How to determine $f(x)$ and $g(x) $for area between curves?

Question

So if I'm trying to figure out the area between two curves, I understand that the formula is: $$\int f(x)-g(x) \mathsf dx.$$

But without them telling me which is $f(x)$ and $g(x)$, how do I tell which function is being subtracted and which is being subtracted from?

For example I have the equations: $$x=2y^2$$ and $$x=4+y^2$$ In this case my textbooks shows that the second equation is $g(x)$ and the first is $f(x)$, but why?

Answer 1

An area should be a positive real number (or maybe $+\infty$). $\int f(x) - g(x) \mathrm{d}x$ denotes (a set of) antiderivatives. To fix that you need to do apply two modifications to you formula:

1. You need a start and an end point, let‘s call them $a$ and $b$. To qualify as these points they should fulfill $-\infty \le a \le b \le +\infty$.
2. You need to use the absolute value of the difference. This answers your question “how do I tell which function is being subtracted and which is being subtracted from“: $|f-g| = |g-f|$.

So the formula for the area between two curves from point $a$ to $b$ becomes

$$A = \int_a^b |f(x)-g(x)| \mathrm{d}x.$$

At last some notes:

1. $A = \infty$ is a possible result – and worse: The integral does not exist for all functions $f, g$. (You should require integrability of some kind here.)
2. It seems to be common notation to denote “area between two points” as “area between most left and most right intersection of the functions.”
3. To actually calculate the area, you may find the absolute value annoying.

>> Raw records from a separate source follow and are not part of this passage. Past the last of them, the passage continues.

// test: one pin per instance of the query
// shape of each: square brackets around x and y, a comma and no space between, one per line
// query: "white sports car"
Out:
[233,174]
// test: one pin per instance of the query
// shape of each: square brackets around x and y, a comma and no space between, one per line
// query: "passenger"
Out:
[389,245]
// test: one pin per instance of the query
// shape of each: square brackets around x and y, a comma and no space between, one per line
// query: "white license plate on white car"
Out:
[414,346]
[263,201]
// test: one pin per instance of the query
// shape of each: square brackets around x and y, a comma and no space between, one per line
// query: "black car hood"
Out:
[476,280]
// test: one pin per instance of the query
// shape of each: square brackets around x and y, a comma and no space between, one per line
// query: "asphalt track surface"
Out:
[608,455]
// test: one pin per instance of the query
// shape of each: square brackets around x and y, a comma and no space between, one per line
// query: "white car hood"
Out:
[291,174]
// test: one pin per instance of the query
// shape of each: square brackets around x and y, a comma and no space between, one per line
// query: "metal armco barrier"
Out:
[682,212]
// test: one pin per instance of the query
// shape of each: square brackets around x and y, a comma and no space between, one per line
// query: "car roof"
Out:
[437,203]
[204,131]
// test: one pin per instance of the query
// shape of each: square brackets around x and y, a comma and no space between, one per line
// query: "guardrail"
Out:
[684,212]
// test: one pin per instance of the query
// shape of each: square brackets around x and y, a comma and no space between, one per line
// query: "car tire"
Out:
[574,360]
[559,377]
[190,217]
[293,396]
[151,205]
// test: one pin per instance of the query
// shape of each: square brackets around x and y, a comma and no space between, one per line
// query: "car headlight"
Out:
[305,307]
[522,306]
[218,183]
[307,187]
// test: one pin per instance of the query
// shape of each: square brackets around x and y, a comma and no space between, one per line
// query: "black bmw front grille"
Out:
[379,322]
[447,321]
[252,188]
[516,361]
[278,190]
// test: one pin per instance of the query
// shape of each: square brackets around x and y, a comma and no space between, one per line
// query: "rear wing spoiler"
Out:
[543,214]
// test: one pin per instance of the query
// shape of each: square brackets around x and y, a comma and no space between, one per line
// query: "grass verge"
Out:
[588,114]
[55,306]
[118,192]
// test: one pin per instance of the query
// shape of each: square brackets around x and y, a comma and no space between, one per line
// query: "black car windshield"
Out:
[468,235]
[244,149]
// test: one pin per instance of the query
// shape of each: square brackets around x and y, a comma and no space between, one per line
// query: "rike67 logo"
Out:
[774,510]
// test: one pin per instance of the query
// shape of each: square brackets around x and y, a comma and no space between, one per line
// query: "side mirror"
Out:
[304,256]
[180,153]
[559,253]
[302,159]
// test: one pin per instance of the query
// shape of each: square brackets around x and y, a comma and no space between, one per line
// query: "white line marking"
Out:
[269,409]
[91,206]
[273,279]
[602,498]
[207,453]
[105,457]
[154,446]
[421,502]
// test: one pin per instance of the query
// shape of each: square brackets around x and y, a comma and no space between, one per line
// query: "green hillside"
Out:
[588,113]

You (probably) can tell me an antidervative of $x^2-5x+3$, but what‘s an antidervative of $|x^2-5x+3|$? One way to get around this is to calculate intersection points of the functions, splitting $[a,b]$ into smaller intervals where one function is larger (or equal) than the other one. (Other answers focus just on this point, and while the information could be enough for you to solve exercises of this type, it might be a good idea to know why you do this.)

Answer 2

It essentially depends if $f\le g$ or $g\le f$ in your integration interval.

Answer 3

You first have to solve $f(x)=g(x)$ and there will be two solutions. Between those two values of $x$ figure out which function is greater.